If a series converges absolutely over the real numbers, then does it absolutely converge over the complex numbers too?

Question

It was stated at the beginning of my lecture notes that the Taylor expansion of the sine, cosine, and exponential function converge, i. e. we have

$$\sin{x} = \sum_{\nu = 0}^\infty (-1)^\nu \frac{x^{2\nu+1}}{(2\nu+1)!}, \quad \cos{x} = \sum_{\nu = 0}^\infty (-1)^\nu \frac{x^{2\nu}}{(2\nu)!}, \quad \exp{x} = \sum_{\nu = 0}^\infty \frac{x^\nu}{\nu!}$$

for all $x \in \mathbb{R}$.

Then my notes follow up by saying that since these series converge absolutely, then they also converge absolutely for an arbitrary $z \in \mathbb{C}$. Thus the values of

$$\sin{z} := \sum_{\nu = 0}^\infty (-1)^\nu \frac{z^{2\nu+1}}{(2\nu+1)!}, \quad \cos{z} = \sum_{\nu = 0}^\infty (-1)^\nu \frac{z^{2\nu}}{(2\nu)!}, \quad \exp{z} = \sum_{\nu = 0}^\infty \frac{z^\nu}{\nu!},$$

are well-defined.

My question: Why is the part that I highlighted in italics true?

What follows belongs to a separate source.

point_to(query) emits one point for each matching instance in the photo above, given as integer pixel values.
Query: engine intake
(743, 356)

Does the argument only work for $\sin, \cos, \exp$ or is there a more general argument?

Answer 1

It holds true for all power series.

Consider the series $A(z) = \sum a_n z^n$, and the complex number $z = r e^{i\theta}$. Then if we look at the absolute convergence we have

$$\begin{eqnarray} \sum |a_n z^n| & = & \sum |a_n (r e^{i \theta})^n| \\ & = & \sum |a_n| |r^n| |e^{i n \theta}| \\ & = & \sum |a_n| r^n \end{eqnarray}$$

since $r \geq 0$ and $|e^{i n \theta}| = 1$. So if the series converges absolutely on the reals, then the last term in the above equation converges absolutely, meaning the series in general converges.

Answer 2

Let $P(x) = \sum_{n=0}^\infty a_nx^n$ be a real power series (this means that all $a_n \in \mathbb R$ and $x$ is a real variable) and $P(z) = \sum_{n=0}^\infty a_nz^n$ the "extended" complex power series with a complex variable $z$.

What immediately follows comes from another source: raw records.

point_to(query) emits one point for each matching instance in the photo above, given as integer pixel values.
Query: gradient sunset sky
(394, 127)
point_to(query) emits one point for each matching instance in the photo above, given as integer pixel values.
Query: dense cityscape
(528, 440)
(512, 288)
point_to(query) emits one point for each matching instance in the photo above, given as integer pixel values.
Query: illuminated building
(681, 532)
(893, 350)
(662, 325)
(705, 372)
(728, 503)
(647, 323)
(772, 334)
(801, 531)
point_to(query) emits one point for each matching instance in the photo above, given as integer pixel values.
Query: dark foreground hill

Absolute converge of $P(x)$ for all $x \in \mathbb R$ means that $$\sum_{n=0}^\infty \lvert a_n x^n \rvert = \sum_{n=0}^\infty \lvert a_n \rvert \cdot \lvert x \rvert^n $$ is convergent for all $x \in \mathbb R$, and this is equivalent to the convergence of $$\sum_{n=0}^\infty \lvert a_n \rvert \cdot r^n $$ for all $r \ge 0$.

Similarly absolute converge of $P(z)$ for all $z \in \mathbb C$ means that $$\sum_{n=0}^\infty \lvert a_n z^n \rvert = \sum_{n=0}^\infty \lvert a_n \rvert \cdot \lvert z \rvert^n $$ is convergent for all $z\in \mathbb C$, and again this is equivalent to the convergence of $$\sum_{n=0}^\infty \lvert a_n \rvert \cdot r^n $$ for all $r \ge 0$.

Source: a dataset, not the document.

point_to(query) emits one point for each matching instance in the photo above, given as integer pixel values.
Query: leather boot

This shows that absolute converge of $P(x)$ for all $x \in \mathbb R$ is equivalent to absolute converge of $P(z)$ for all $z \in \mathbb C$.

The general context is this: Each real or complex power series $\Pi(w) = \sum_{n=0}^\infty \alpha_n w^n$ (here the $\alpha_n$ are real coefficients and $w$ is a real variable, or the $\alpha_n$ are complex coefficients and $w$ is a complex variable) has radius of convergence $R \ge 0$ which is given by $$R = \frac{1}{\limsup_{n \to \infty}\sqrt[n]{\lvert \alpha_n \rvert}} . \tag{1}$$ $\Pi(w)$ is absolutely convergent for $\lvert w \rvert < R$ and divergent for $\lvert w \rvert > R$.

You see that formula $(1)$ is independent on the ground field ($\mathbb R$ or $\mathbb C$), it only depends on the abolutes values $\lvert \alpha_n \rvert$ of the coefficients.

In case of the power series for $\sin, \cos$ and $\exp$ we have $R = \infty$.